Taking into account the roles of vitamin A in the immune system, gene expression, and cell differentiation, this nutrient may indeed have a protective role against SCC. But more research will be needed to get closer to establishing cause and effect. For now, this is an intriguing association and perhaps gives patients another reason to make sure they’re getting enough vegetables and fruits—especially the brightly colored yellow, orange, red and green ones. In fact, it’s possible the association between higher estimated vitamin A intake and reduced risk for SCC is not driven by the vitamin A, itself, but by an overall healthy lifestyle. (People who put an emphasis on their health may be more likely to consume nutrient-rich vegetables in place of less wholesome foods. So it could be the vitamin A or any number of other compounds that come along for the ride in these foods or other healthy foods these individuals reported consuming.)
It’s worth taking a quick look at the difference between true vitamin A and its carotenoid precursors. Just as “vitamin E” is an umbrella term for multiple distinct compounds that make up the vitamin E complex, “vitamin A” refers to a host of related compounds called retinoids (retinol, retinal, and retinoic acid). The vitamin A found in animal foods is in the form of retinol, also called preformed vitamin A. It’s a yellow, fat-soluble compound that serves as a precursor to retinoic acid, the most active form of vitamin A in the body. The vitamin A precursors in plant foods are provitamin A carotenoids and they include β-carotene, α-carotene, and β-cryptoxanthin. These can all be converted to retinol in the body, but other commonly consumed carotenoids—such as lycopene, lutein, and zeaxanthin—cannot.
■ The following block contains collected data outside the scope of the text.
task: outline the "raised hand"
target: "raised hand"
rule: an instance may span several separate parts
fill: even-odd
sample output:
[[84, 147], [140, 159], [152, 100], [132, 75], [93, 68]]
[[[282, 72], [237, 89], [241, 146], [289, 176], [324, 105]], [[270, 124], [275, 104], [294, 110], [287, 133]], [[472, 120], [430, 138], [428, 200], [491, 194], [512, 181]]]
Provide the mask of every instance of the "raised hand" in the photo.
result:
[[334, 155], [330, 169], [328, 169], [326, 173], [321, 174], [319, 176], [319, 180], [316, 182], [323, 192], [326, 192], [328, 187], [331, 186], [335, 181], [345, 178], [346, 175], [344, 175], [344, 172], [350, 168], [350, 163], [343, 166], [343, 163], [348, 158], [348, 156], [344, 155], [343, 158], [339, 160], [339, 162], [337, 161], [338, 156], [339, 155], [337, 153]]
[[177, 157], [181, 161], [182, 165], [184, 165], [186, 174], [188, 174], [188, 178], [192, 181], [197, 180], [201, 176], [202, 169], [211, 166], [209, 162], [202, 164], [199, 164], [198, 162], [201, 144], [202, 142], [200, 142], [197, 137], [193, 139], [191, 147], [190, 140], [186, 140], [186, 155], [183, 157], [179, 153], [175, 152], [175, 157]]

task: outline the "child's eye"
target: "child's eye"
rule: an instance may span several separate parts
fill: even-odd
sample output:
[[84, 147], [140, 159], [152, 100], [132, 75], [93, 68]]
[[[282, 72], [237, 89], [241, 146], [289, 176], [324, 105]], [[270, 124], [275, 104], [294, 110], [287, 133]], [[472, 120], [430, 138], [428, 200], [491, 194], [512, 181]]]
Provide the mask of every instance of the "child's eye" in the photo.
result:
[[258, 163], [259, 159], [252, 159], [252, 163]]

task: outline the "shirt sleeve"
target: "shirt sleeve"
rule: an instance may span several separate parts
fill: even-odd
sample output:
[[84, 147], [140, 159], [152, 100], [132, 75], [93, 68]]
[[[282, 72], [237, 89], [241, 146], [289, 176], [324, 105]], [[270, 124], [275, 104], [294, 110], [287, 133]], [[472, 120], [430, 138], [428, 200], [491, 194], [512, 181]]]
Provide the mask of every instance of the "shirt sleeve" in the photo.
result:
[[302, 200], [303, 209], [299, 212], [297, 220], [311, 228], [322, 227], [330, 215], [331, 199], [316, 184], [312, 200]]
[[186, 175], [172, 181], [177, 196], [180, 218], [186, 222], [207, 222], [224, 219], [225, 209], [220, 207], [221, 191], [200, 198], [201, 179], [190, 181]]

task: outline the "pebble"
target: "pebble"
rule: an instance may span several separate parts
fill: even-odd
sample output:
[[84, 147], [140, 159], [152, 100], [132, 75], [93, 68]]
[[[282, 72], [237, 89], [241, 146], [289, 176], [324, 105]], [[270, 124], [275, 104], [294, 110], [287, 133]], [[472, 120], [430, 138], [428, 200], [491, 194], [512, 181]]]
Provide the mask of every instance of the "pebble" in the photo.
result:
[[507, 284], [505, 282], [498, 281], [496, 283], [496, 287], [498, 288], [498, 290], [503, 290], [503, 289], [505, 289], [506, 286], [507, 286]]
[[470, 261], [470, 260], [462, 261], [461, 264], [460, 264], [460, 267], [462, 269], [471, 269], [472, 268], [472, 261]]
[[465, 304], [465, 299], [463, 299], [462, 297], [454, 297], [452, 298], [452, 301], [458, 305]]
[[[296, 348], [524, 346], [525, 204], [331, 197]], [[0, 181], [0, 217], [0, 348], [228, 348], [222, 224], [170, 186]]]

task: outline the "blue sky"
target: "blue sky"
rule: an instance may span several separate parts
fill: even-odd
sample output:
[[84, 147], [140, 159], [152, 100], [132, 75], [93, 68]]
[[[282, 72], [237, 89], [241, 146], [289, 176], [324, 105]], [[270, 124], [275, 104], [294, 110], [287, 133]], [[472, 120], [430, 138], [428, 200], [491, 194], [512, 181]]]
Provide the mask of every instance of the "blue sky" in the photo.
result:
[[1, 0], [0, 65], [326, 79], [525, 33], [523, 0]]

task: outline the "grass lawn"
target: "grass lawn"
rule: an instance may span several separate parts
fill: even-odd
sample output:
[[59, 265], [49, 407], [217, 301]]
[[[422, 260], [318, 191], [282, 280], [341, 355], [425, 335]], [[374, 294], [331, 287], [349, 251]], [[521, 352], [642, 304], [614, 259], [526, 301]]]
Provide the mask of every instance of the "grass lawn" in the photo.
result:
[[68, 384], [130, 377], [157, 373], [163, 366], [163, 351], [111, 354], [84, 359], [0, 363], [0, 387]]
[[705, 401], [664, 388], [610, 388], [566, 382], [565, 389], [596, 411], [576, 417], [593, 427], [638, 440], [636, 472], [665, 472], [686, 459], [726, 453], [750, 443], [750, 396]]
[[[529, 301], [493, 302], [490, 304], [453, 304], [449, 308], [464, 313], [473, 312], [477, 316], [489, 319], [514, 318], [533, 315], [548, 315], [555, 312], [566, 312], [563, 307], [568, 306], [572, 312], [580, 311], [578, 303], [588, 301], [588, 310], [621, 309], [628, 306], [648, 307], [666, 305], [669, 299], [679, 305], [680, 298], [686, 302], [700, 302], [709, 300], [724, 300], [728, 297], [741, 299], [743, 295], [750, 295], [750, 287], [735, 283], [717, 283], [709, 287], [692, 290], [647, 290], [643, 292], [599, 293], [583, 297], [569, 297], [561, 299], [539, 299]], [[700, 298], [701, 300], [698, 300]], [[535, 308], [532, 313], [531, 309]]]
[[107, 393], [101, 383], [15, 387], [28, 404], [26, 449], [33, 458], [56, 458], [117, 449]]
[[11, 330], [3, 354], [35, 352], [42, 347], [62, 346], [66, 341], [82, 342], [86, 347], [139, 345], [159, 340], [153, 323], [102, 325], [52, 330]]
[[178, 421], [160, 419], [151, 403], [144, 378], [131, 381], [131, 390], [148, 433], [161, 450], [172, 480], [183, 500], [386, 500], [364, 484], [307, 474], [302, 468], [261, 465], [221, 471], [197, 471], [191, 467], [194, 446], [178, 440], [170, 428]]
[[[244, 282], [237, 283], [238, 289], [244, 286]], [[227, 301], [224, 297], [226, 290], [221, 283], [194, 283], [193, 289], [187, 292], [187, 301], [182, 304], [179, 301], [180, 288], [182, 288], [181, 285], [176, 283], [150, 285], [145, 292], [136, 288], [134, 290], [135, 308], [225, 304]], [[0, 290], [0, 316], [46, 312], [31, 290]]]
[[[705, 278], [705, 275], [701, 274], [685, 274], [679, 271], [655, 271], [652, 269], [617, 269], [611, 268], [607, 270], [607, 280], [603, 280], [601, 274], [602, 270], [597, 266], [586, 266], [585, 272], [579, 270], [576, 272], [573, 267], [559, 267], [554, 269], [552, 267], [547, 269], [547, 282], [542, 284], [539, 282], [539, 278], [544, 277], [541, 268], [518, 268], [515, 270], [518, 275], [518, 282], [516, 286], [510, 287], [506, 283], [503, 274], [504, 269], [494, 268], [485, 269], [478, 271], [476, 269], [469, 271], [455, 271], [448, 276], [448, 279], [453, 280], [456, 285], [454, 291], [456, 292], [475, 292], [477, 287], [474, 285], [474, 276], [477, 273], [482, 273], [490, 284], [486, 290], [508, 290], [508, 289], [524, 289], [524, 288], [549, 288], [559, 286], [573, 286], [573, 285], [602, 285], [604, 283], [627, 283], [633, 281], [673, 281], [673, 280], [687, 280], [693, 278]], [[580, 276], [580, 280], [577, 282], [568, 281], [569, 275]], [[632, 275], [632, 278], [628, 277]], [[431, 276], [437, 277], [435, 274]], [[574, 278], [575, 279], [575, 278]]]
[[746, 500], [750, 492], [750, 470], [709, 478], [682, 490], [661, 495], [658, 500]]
Regarding how to get enough vitamin A, a paper that assessed intake of retinol activity equivalents (RAE) in over a hundred thousand participants from eight different countries concluded that even in the industrialized world, where frank malnutrition is rare, an adequate vitamin A intake cannot be achieved through preformed vitamin A or β-carotene alone, but rather, these must be combined.
Absorption of provitamin A carotenoids and their conversion to vitamin A varies widely among individuals. Absorption of β-carotene from plant foods ranges from 5% to 65% in humans. The bioavailability and vitamin A equivalency of β-carotene are highly variable and are impacted by numerous factors related to the foods themselves, and to the health status of the individual consuming them. These include the food matrix, processing techniques, the concentration of β-carotene, and the amounts of dietary fat, fiber, and preformed vitamin A in the diet, as well as an individual’s vitamin A status, gut integrity, status of other nutrients, and genetic polymorphisms that affect β-carotene metabolism.
Taking these limitations into consideration, β-carotene is still an important contributor to total vitamin A status, especially in vegetarians and strict vegans, and in parts of the world where access to sources of preformed vitamin A is limited. Unlike overdoing preformed vitamin A, high doses of beta-carotene have not been shown to be teratogenic and are unlikely to induce vitamin A toxicity. So, like in much of nutrition, balance appears to be key: some vitamin A from animal foods, augmented by carotenes from plants, with supplementation or inclusion of specific vitamin A-rich foods on an individual basis depending on needs.